In 2016, the Jays are tooth and nail to make the playoffs for the second year in a row. Though their window for contention will not close at the end of the season, there is a very real possibility that it narrows considerably as both Jose Bautista and Edwin Encarnacion may be in different uniforms. Like Strasburg in 2012, Sanchez is dominating big league hitters. Like Strasburg in 2012, Sanchez is 23 years old.
But, and this is a HUGE but, unlike Strasburg in 2012, Sanchez has a much broader body of work behind him. Coming into the 2012 season, Strasburg had pitched professionally for parts of three seasons, compiling a total of 186.2 innings across six levels (Arizona Fall League, A, A+, AA, AAA, MLB):
Coming into the 2016 season, Aaron Sanchez has pitched professionally for parts of six seasons, compiling a total of 514.2 innings across eight levels (Arizona Fall League, Rookie League, A-, A, A+, AA, AAA, MLB):
That is nearly three times the workload that Strasburg had, spread out over twice as many years. The argument that Sanchez doesn’t have sufficient mileage built up in his arm to withstand a large innings increase seems very thin.

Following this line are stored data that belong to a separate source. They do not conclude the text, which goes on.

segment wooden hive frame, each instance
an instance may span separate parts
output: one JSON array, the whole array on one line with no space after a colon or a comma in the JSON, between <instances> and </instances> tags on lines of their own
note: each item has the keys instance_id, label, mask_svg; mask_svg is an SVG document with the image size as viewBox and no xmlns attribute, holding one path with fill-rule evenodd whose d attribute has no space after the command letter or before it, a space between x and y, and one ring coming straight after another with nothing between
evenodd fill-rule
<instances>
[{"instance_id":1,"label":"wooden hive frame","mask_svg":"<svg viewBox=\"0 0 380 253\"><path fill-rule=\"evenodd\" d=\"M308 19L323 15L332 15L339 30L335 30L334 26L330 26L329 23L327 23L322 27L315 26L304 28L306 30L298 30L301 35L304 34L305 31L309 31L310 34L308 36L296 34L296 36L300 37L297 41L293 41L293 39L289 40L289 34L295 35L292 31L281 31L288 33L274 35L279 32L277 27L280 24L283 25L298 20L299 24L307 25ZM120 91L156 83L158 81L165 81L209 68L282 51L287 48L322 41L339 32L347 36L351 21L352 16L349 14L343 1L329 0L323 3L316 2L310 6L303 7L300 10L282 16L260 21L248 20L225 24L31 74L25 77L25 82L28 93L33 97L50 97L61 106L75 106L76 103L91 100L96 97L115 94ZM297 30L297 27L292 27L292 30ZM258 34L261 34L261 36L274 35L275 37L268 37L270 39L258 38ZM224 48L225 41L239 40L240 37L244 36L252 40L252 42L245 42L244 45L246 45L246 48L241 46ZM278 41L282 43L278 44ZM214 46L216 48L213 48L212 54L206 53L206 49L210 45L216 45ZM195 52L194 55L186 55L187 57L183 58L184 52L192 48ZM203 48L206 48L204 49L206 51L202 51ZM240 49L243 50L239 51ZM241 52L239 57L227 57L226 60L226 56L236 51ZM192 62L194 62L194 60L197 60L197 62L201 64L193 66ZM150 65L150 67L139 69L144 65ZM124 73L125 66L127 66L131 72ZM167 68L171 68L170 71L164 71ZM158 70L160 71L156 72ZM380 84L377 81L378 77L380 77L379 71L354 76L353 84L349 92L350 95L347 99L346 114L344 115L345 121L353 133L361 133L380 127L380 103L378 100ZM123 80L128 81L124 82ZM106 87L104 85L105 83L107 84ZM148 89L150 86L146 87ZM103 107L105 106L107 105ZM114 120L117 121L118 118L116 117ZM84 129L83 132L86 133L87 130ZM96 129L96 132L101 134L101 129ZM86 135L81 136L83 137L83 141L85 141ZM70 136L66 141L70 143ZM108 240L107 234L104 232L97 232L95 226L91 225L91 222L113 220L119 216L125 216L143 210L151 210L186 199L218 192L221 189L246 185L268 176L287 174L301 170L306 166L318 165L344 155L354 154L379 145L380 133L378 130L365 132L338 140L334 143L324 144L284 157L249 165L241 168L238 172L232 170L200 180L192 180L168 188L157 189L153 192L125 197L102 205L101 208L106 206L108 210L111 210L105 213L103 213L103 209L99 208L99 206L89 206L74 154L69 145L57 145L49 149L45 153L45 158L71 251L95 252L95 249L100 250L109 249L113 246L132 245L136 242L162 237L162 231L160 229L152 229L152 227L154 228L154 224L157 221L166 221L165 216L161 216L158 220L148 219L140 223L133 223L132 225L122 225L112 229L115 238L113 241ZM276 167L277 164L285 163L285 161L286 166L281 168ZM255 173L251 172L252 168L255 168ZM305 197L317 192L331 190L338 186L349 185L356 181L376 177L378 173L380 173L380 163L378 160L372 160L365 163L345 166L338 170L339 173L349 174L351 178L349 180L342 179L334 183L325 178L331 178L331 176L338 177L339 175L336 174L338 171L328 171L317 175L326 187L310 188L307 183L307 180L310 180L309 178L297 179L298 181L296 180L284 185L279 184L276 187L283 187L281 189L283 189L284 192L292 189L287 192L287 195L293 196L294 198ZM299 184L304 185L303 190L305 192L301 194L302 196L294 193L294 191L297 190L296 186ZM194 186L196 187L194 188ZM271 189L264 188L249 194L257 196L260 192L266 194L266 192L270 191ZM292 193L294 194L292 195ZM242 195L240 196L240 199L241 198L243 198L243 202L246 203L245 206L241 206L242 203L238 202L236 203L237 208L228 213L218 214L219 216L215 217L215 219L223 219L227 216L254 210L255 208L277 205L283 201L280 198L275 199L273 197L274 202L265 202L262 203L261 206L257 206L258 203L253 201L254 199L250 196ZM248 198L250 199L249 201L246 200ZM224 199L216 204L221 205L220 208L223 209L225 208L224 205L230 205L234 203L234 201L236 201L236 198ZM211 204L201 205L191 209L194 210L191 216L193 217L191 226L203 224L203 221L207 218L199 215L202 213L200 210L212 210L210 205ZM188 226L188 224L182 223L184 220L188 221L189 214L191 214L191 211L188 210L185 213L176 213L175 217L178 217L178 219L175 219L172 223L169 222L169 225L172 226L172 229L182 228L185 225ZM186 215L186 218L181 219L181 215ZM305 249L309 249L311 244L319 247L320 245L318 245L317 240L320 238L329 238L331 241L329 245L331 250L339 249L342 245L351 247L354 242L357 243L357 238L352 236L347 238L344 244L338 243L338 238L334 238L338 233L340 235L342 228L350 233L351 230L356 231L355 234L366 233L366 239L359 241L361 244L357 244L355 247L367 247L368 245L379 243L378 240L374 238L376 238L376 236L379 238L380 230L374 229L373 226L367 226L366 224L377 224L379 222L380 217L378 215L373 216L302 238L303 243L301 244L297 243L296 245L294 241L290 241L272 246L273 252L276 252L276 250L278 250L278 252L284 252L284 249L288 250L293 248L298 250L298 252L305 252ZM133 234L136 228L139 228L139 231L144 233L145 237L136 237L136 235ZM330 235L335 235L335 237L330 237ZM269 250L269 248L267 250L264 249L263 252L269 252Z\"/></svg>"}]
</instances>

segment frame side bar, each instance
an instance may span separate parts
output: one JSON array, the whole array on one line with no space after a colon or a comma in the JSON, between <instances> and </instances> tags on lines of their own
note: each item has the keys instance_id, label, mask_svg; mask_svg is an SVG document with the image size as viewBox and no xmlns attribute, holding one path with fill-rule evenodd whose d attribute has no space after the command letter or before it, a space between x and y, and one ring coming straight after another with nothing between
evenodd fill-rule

As is well known, Washington did not win the World Series in 2012. Without Sanchez in the rotation it may prove difficult for the Blue Jays to win in 2016.

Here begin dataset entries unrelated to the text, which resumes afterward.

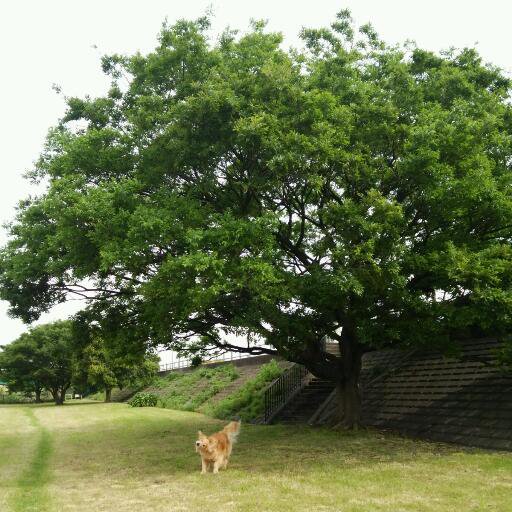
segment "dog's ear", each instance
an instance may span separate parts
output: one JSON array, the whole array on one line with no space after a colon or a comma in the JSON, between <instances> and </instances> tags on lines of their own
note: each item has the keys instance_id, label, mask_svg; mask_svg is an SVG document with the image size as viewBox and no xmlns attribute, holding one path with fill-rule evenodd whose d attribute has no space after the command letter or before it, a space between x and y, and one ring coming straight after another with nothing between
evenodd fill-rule
<instances>
[{"instance_id":1,"label":"dog's ear","mask_svg":"<svg viewBox=\"0 0 512 512\"><path fill-rule=\"evenodd\" d=\"M199 437L199 439L204 439L206 436L199 430L197 432L197 437Z\"/></svg>"}]
</instances>

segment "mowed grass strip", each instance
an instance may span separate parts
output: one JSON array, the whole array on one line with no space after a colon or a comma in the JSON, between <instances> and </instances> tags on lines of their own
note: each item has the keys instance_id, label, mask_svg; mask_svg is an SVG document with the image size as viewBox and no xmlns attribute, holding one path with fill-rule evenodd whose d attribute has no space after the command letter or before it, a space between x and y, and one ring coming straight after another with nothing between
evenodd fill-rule
<instances>
[{"instance_id":1,"label":"mowed grass strip","mask_svg":"<svg viewBox=\"0 0 512 512\"><path fill-rule=\"evenodd\" d=\"M196 432L225 422L124 404L47 407L58 511L512 510L512 454L378 432L243 425L230 468L201 475Z\"/></svg>"},{"instance_id":2,"label":"mowed grass strip","mask_svg":"<svg viewBox=\"0 0 512 512\"><path fill-rule=\"evenodd\" d=\"M16 488L11 494L9 505L13 512L49 512L50 497L49 459L52 453L50 432L41 427L33 408L23 408L37 438L34 453L29 456L28 466L17 479Z\"/></svg>"},{"instance_id":3,"label":"mowed grass strip","mask_svg":"<svg viewBox=\"0 0 512 512\"><path fill-rule=\"evenodd\" d=\"M27 468L37 445L36 429L25 407L0 405L0 511L11 509L17 481Z\"/></svg>"}]
</instances>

But if there is some cause for hope, consider this:
Back in spring training there were two key questions facing Toronto’s pitching staff. The first was whether Drew Storen or Roberto Osuna would open the season in the closer role. The second was whether Aaron Sanchez or Jesse Chavez would win a rotation spot. Toronto’s management chose Osuna and Sanchez.
Without a doubt they made the right decision back then.